In Linux environments, managing memory is crucial for maintaining system stability. However, under certain conditions, when available memory is exhausted, the Out of Memory (OOM) killer is invoked to prevent system crashes. This guide focuses on understanding the OOM killer, its role in handling memory issues, and common sysctl settings to configure its behavior.

What is the OOM Process Killer?

The OOM killer is a mechanism in the Linux kernel designed to handle out of memory situations. When the available memory is insufficient to satisfy the memory requests of all running processes, the OOM killer identifies and terminates specific processes to free up memory and prevent system instability.

The OOM killer uses a scoring algorithm to assess the "badness" of a process. The badness score is determined based on factors like memory usage, process priority, and time since the last OOM event. The OOM killer selects the process with the highest badness score and terminates it to reclaim memory.

Configuring the OOM Killer

You can configure the behavior of the OOM killer by adjusting various sysctl settings. Here are some common sysctl settings related to the OOM killer and their functions:

  • vm.oom_kill_allocating_task: When set to 0, the OOM killer will not kill the process that triggered the out of memory condition. Instead, it will select another process to terminate.
  • vm.overcommit_memory: This setting determines the memory overcommit behavior. Setting it to 0 enables a conservative overcommit policy, while setting it to 1 or 2 allows more aggressive memory overcommitment.
  • vm.panic_on_oom: When set to 1, the system will initiate a kernel panic in an out of memory situation, causing a system reboot.
  • vm.oom_dump_tasks: When set to 1, the system will generate a detailed oom-kill trace in the kernel log, providing information about the killed processes.

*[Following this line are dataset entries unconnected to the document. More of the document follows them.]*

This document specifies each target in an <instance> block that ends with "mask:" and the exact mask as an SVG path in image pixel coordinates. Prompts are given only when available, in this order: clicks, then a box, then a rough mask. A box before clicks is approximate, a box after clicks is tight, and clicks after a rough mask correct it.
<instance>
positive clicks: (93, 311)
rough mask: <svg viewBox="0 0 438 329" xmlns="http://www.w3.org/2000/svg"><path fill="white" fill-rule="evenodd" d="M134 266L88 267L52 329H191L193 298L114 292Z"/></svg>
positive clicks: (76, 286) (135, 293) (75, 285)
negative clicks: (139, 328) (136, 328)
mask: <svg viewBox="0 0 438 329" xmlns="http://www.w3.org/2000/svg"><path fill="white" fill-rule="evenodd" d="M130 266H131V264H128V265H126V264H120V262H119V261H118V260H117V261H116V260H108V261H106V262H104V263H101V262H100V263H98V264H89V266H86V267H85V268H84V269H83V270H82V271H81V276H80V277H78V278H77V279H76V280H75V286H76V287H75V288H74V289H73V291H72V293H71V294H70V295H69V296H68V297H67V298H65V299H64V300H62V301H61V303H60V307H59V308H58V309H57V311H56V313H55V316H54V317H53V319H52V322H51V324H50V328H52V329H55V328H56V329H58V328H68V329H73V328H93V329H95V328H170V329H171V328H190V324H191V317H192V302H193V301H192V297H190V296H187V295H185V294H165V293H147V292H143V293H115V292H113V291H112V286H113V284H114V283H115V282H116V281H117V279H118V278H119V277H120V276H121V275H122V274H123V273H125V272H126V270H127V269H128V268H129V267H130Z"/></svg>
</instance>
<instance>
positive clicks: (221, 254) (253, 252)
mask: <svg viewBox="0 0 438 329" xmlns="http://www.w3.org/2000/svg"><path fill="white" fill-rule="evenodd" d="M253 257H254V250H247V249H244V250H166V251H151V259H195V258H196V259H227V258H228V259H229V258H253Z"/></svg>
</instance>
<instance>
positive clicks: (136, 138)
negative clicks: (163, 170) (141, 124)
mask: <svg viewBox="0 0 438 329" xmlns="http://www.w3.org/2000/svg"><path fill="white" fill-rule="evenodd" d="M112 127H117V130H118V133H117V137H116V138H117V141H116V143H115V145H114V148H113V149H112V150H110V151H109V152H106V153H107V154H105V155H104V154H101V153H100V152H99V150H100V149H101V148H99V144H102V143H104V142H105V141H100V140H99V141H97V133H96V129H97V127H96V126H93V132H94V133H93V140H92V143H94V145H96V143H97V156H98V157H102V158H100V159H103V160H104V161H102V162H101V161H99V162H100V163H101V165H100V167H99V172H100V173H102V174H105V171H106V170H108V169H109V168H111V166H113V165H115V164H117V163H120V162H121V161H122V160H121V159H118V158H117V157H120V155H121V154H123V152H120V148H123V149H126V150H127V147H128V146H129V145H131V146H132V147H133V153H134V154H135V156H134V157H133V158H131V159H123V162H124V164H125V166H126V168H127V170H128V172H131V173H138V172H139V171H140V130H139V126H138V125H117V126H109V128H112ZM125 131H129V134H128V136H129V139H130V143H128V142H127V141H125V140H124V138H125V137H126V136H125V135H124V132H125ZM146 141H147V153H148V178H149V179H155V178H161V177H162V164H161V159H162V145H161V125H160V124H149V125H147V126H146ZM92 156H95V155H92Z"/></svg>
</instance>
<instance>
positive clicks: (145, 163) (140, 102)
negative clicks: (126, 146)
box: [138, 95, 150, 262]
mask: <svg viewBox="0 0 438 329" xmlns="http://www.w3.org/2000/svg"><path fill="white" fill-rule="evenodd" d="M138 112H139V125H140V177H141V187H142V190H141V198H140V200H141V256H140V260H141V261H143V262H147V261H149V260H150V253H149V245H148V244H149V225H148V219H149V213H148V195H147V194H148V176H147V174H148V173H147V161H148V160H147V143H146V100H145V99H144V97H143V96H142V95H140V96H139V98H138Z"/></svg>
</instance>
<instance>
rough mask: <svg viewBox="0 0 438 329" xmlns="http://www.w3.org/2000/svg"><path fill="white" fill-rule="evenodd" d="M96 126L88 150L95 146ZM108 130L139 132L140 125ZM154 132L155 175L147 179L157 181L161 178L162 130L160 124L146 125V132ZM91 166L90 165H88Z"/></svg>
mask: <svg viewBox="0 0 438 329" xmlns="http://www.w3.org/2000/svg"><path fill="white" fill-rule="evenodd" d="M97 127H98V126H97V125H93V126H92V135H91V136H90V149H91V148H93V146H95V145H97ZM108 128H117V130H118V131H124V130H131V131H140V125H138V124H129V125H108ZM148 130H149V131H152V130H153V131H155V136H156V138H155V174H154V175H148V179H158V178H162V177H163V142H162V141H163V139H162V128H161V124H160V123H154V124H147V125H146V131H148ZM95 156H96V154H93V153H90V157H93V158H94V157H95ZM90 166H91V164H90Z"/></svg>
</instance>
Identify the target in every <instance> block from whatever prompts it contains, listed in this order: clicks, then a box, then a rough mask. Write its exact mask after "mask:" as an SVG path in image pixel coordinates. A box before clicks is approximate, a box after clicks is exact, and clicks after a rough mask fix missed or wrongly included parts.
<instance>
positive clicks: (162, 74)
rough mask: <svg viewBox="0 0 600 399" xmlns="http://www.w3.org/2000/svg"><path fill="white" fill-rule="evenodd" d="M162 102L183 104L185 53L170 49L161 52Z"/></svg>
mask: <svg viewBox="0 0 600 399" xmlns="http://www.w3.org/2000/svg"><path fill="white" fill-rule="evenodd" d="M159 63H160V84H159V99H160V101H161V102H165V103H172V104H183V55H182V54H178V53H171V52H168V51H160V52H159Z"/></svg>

To modify these sysctl settings, open the /etc/sysctl.conf configuration file using a text editor and add or modify the desired settings, saving the changes.

Then, apply the new sysctl settings using the following command:

sysctl -p


The OOM killer is an important component in Linux systems that helps manage memory-related issues. By understanding its role and configuring its behavior through sysctl settings, you can adjust how the OOM killer selects and terminates processes in an out of memory scenario.